I have fought in the Great War, but that is the only sham fight I have ever seen in my life, for my training was marred by a period in hospital.
The next day was the sports, and we were given good seats in the official enclosure, just behind the Army Corps Commander and the Vali—the Governor of the Province. Chukri Bey continually turned round and explained things to us in French. He had made arrangements for two or three of our men who had been left behind in hospital to have seats in a good place. We saw the Turk at his best that day. His hospitality, his simplicity, his tough, rugged endurance were all to the fore. And we owed the whole of it to Chukri Bey. When, soon afterwards, he was sent elsewhere, we realised how rare a character his was among enemy officers.

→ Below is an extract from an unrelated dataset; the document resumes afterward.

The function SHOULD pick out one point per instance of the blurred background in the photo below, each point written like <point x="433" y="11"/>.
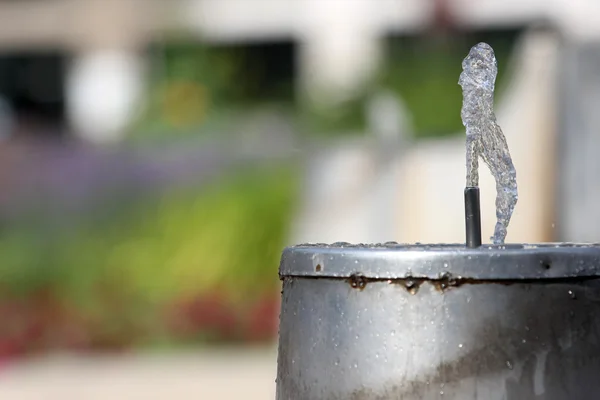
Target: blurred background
<point x="157" y="155"/>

He was an Arab and we were told that his wife was an Egyptian princess.
One of the items was a football match played by schoolboys, and four British officers were invited to take part. Two played on either side. Games followed, rather like the games that children play at village school-feasts in England, bearing to those the same resemblance that baseball does to mixed rounders. Then there was some bayonet fighting, one of the rules of which was that the winner of a bout had next to take on two opponents simultaneously. A very up-to-date Turkish officer, girt with stays, and beautiful beyond the power of words, condescended to engage the winner in sword v. bayonet. I don’t think he was very seriously pressed. The bayonet fighting was quite amusing to watch, but the great item of the day was the wrestling. All competitors, and there were about forty of them, strolled out into the arena and stretched themselves. They mingled together, and moved slowly about looking for mates, like young men and girls at a seaside place. Apparently anyone could challenge any other. Then there came a preliminary hug, in which each in turn just lifted his adversary off the ground, seemingly like our boxers’ handshake, to show there is no ill-feeling. After which they fell to, and wrestled until one was beaten. Often there were half a dozen pairs struggling at one and the same time. Some of the grips were very severe; a favourite method was to reach along each other’s arms and seize each other’s breasts, digging in their fingers like claws. It looked as though it must hurt horribly, but these hardy men seemed to enjoy it. One of the best was a negro, but the champion was a Turk. At the end Chukri Bey gave away prizes, simple and useful articles, no gold medals or silver cups; a pair of socks, a tobacco box, a knife, and a pleasant word for each winner.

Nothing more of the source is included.